Tips for Beginner Joggers
- Suit up to succeed. Before you start to pound the pavement, make sure to purchase a good pair of running shoes. The right pair of sneakers made for running can help prevent some of the most common running-related injuries, including shin splints, blisters, sore muscles, and sore joints.
- Take the scenic route. Find a local park or trail where you feel comfortable jogging and know the area — running on grass, dirt, or on a running track is easier on your joints than running on asphalt and concrete. Make sure the location is well lit, out of the way of traffic, and safe.
- Don't overdo it. Develop a running program that spreads out over several weeks, where you can gradually build up your endurance and speed. Start with a 20 minute brisk walk/jog and work your way up.
- Always stretch before and after your run. Make sure to kick off your exercise session with five minutes of low-intensity physical activity, such as walking, and dynamic-type stretches.
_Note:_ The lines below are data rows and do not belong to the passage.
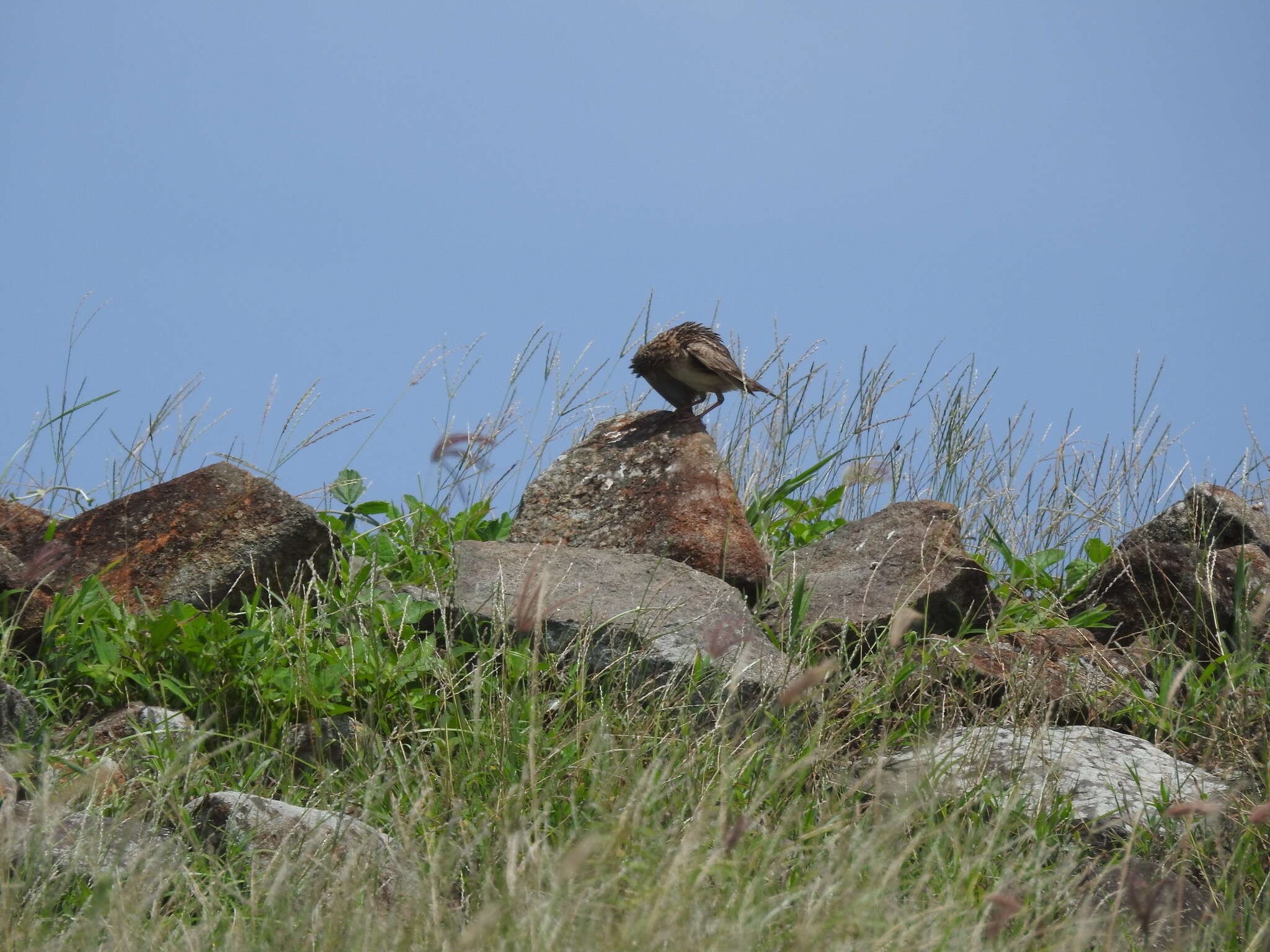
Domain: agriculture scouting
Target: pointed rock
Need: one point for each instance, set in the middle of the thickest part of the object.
(652, 612)
(647, 483)
(1196, 570)
(908, 555)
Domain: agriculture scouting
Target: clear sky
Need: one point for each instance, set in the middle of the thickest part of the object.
(331, 191)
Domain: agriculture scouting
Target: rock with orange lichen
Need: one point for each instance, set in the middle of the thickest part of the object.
(198, 539)
(651, 484)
End your workout with static stretches. This routine will help you reduce your chance for injury, among other benefits.
- Stay hydrated. The National Athletic Trainers' Association recommends drinking 500-600 ml (17-20 oz) of fluids two hours prior to exercise and 200-300 ml (7-10 oz) of fluids every 10-20 minutes during exercise. Also, drink plenty of water after you finish your run to ensure you rehydrate.
- Take a break. Take rest days in between run days. You can either take the day off, or engage in a lower intensity workout, such as going for a walk at a moderate or slow pace.
- Pain...no running. Do not try to "run through the pain," as accommodating your running style to work around discomfort or pain can lead to excessive stress on your joints, muscles, and connective tissues. Instead, refrain from exercising until the pain goes away.